I just watched Anoop get eliminated, and I'm not a huge American Idol fan but it's really sad :( aw, poor Anoop. 
And that brings us back to my first point.
 Anoop can sing better that most of the guest singers they have featured. It clearly takes something other than talent to become famous in today's society, and as  much as American Idol has tried to disprove that, the show has just made this fact clearer in my mind.
Agree? Disagree?

And then there was a Blog.

So its a little late for me to jump on the Blog.Everyday.April.Challenge. bandwagon, but I am going to try and start blogging everyday, or night, since thats usually when i end up publishing these things. 
Changing the subject to something i actually want to talk about.
How do you go about starting a blog. I've been reading alot and they all seem to just...start. They just jump onto a subject and go for it, ignoring the fact that nobody knows who they are or why they're writing.
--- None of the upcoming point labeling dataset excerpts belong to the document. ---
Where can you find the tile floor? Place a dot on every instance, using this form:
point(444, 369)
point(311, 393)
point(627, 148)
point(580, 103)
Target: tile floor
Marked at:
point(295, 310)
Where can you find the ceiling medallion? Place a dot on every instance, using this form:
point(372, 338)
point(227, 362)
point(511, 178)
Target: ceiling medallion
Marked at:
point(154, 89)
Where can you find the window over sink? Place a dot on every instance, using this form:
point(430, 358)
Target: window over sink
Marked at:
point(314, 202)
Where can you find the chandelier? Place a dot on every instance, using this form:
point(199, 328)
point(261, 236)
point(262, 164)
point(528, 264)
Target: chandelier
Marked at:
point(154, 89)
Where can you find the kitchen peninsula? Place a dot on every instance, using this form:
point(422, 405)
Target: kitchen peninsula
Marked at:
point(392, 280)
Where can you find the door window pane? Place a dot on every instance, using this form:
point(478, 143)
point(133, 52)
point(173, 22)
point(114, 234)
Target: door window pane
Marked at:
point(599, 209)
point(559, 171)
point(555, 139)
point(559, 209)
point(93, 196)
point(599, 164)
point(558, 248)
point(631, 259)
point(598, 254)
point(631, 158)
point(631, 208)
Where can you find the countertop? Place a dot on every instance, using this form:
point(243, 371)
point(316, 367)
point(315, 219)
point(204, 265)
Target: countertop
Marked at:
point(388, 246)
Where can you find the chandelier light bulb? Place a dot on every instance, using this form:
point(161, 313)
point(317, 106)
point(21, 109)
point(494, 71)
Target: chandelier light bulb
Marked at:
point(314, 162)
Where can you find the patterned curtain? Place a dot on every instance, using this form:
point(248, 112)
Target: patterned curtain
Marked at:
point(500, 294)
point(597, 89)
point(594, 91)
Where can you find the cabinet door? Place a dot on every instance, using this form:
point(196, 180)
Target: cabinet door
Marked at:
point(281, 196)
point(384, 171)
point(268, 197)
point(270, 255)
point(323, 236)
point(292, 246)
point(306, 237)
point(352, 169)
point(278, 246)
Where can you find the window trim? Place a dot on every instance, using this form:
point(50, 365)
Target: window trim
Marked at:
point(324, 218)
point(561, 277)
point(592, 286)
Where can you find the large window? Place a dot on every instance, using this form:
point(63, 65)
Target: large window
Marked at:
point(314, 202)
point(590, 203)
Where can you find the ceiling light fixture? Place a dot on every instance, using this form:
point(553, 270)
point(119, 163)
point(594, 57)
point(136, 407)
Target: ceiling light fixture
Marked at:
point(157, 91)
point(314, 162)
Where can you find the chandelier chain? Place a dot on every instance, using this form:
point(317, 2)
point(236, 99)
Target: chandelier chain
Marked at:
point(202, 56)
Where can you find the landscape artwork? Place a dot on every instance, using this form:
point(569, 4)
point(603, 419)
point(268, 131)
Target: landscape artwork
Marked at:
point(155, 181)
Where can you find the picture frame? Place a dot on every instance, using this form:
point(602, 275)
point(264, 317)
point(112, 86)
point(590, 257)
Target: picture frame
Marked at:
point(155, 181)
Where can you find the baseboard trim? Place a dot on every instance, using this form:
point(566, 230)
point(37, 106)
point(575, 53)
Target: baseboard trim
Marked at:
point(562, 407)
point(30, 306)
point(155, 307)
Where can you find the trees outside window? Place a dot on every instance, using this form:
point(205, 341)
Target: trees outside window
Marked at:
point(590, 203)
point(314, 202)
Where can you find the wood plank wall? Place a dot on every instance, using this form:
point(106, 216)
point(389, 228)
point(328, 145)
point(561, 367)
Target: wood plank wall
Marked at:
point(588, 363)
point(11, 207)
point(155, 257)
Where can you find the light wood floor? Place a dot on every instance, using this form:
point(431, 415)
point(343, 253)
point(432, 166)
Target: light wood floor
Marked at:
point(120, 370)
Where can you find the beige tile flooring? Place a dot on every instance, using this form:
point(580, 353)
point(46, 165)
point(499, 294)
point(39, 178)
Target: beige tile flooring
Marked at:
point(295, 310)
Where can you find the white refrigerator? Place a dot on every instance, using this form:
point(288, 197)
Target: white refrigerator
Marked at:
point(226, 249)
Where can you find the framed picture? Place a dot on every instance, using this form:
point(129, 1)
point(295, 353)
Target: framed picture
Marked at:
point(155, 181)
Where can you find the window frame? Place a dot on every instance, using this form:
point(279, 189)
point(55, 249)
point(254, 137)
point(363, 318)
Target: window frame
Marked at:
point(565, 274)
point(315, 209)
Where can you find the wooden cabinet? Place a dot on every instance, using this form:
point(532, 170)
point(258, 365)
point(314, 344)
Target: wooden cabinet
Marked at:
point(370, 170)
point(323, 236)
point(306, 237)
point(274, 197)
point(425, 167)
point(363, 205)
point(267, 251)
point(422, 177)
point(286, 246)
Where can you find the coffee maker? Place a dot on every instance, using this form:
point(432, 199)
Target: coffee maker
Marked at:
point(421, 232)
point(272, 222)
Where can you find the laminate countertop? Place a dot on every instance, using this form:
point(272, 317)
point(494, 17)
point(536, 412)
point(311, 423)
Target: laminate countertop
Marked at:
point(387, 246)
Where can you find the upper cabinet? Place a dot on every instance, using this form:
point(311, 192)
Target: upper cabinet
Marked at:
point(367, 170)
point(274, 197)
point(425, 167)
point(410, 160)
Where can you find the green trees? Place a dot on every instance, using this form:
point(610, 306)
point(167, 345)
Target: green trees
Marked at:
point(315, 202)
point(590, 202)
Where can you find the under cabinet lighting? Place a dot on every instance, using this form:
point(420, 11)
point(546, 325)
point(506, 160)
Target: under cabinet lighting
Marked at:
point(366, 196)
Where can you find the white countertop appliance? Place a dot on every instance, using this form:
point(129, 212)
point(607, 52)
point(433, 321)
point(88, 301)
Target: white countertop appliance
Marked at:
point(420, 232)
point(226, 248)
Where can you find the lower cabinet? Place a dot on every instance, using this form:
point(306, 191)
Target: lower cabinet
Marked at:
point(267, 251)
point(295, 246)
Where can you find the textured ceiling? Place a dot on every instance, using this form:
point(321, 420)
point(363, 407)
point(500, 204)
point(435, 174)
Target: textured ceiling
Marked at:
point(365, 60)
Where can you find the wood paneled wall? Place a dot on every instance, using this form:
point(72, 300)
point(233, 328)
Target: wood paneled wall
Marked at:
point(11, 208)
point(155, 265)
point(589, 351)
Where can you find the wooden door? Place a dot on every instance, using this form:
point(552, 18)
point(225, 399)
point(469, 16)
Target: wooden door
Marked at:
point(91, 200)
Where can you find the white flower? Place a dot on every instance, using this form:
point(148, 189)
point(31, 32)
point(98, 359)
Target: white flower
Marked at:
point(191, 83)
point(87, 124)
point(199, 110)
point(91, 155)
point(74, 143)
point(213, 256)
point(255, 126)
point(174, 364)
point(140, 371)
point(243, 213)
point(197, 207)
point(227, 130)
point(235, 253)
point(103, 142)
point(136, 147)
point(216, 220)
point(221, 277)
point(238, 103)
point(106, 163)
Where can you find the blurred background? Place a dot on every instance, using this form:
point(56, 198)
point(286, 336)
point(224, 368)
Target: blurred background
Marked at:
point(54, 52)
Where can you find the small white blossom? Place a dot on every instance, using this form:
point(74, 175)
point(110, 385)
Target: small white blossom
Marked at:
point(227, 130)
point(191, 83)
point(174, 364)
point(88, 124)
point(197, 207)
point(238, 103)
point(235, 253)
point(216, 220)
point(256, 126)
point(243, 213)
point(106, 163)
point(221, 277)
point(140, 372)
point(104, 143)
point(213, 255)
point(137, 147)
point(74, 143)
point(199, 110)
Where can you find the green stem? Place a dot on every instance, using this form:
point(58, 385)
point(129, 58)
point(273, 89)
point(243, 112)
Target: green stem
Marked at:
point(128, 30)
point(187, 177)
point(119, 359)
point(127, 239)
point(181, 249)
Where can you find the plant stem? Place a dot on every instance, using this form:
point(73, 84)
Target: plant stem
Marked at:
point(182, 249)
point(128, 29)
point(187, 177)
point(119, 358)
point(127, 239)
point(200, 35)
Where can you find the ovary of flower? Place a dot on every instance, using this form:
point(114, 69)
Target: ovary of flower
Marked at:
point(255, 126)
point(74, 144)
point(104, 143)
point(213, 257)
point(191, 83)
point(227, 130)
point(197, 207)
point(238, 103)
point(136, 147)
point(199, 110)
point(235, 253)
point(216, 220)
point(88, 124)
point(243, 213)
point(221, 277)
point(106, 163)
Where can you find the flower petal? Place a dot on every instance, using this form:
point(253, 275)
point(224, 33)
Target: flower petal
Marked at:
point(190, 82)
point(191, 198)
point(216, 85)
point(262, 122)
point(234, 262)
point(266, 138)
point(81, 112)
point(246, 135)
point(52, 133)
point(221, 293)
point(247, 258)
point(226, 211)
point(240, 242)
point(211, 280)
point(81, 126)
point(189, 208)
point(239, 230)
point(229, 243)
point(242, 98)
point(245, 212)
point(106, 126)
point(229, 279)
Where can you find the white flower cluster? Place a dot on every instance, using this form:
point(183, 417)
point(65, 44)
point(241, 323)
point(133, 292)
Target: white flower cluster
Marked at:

This feels very awkward to me. 
So I've decided to take less than a minute to just explain who I am and why I'm writing this. 
This is Me in Under A Minute:
I love to drive with all the windows rolled down, and to try out new flavors of chai tea. I love going to the same restaurants over and over again, and usually ordering the same thing. I get freaked out by ketchup juice that drips out of the bottle when it hasn't been shaken properly. I hate hospitals and will try to avoid them at all costs, which is not always the wisest decision. I love to dance, but only when it means something to me. That reason can be silly or deep, but it has to be something. Drinking Starbucks makes me feel like a celebrity, and admitting how much time I spend on Youtube makes me feel like a dork. I'm writing this blog because I want to harness and nurture my writing, and I want to connect with people through it. 
That's me. That's all. 
Adi.

Friday, April 17, 2009

Getting Started...

For me, starting is always the hardest part. Whether its doing my homework, getting out of bed, starting a new book, or writing in a new journal. It's always hard for me to push myself to begin. Once i've started there's no stopping me, but getting there always takes some strength. 

This blog is a perfect example.

I have wanted to start a blog for a V E R Y long time now, and the only thing stopping me is the fact that i have to begin. I'm telling you, that gets me every time. 

But i'm finally starting. continuing shouldn't be to difficult, at least i'm hoping it wont be. 

This is me pushing myself, so please excuse me if the writing sounds choppy and insecure. i just wanted to get something out there. I just wanted to finally begin.

Because all stories need a beginning.